Case Series

Tuberculosis Outbreak Investigation in Seolwane Village, Botswana

Goabaone Rankgoane-Pono1,*, Lisani Ntoni1,2, Keatlaretse Siamisang1,2, Sidney Kololo2, Gilbert Paphidzo2, Dianah Modibedi2 and Tantamika Kabamba Mudiayi2

1Department of Family Medicine and Public Health, University of Botswana, Gaborone, Botswana 2Department of Health Services Management, Ministry of Health, Gaborone, Botswana

Received Date: 14/02/2023; Published Date: 07/04/2023

*Corresponding author: Goabaone Rankgoane-Pono, Department of Family Medicine and Public Health, University of Botswana, Gaborone, Botswana

DOI: 10.46998/IJCMCR.2023.25.000612

Abstract

Introduction: Tuberculosis (TB) remains one of the world’s deadliest communicable diseases. There is an increased risk of transmission of Tuberculosis (TB) in institutional settings and overcrowded areas. Early detection, rapid diagnosis and early initiation of treatment are the cornerstone for containing the spread of infection., This is particularly important during outbreaks as it interrupts the transmission chain. Screening of contacts allows detection of

active disease and latent TB infection (LTBI) in order to initiate the right treatment.
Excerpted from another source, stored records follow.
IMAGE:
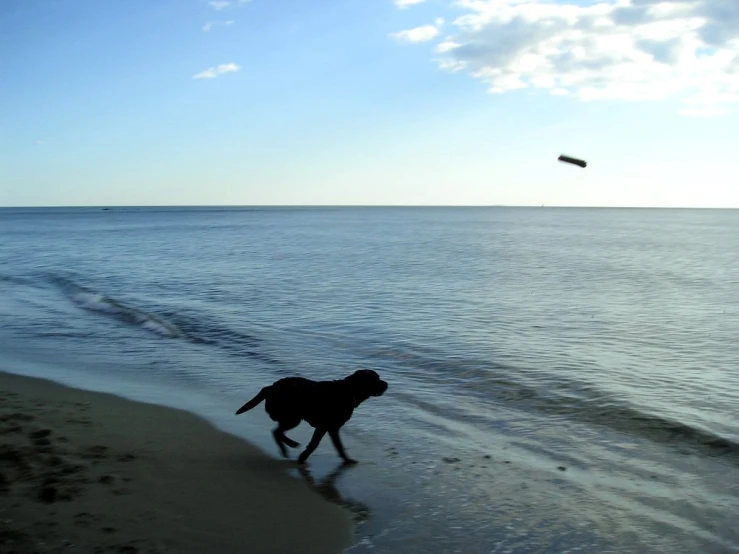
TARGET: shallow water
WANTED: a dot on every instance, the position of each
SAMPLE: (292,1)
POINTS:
(561,380)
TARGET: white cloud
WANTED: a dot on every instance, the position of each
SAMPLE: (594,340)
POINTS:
(407,3)
(213,72)
(223,4)
(608,49)
(417,34)
(208,26)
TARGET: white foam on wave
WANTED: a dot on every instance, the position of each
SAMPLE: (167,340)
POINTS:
(100,303)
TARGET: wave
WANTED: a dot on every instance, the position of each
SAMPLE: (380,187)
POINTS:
(197,330)
(558,396)
(97,302)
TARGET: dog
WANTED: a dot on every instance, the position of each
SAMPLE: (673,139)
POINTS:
(325,405)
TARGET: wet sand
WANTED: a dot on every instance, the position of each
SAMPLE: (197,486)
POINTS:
(94,473)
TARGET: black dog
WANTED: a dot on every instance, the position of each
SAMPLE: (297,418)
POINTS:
(325,405)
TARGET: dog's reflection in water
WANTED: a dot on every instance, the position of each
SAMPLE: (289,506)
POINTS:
(326,487)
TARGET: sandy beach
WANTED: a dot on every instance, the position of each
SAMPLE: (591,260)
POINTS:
(93,473)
Methods: This was an outbreak investigation of TB cases in Seolwane village, in the Maunatlala health catchment area in Palapye DHMT central district, Botswana., with a population of 1513 people an expert team was set-up in order to investigate the outbreak. The primary goal of the outbreak investigation was to control the disease within the affected population and to prevent the disease from spreading to other populations. The team responded to the outbreak using a systematic approach following the outbreak investigation steps.

Results: We report a cluster of 16 TB cases at Seolwane village. The median age was 36 years (IQR 17-50). Of the 16 patients, all were new notifications. 62.5% were males and 43.5% were HIV positive on treatment.The epidemiologic curve depicted a propagated source outbreak

Conclusion: The outbreak investigation afforded detection of cases who were probably living with the disease and transmitting it and also early identification of more patients who benefited from early management of TB, preventing further morbidity and transmission. Outbreak investigations are an important intervention in any communicable disease.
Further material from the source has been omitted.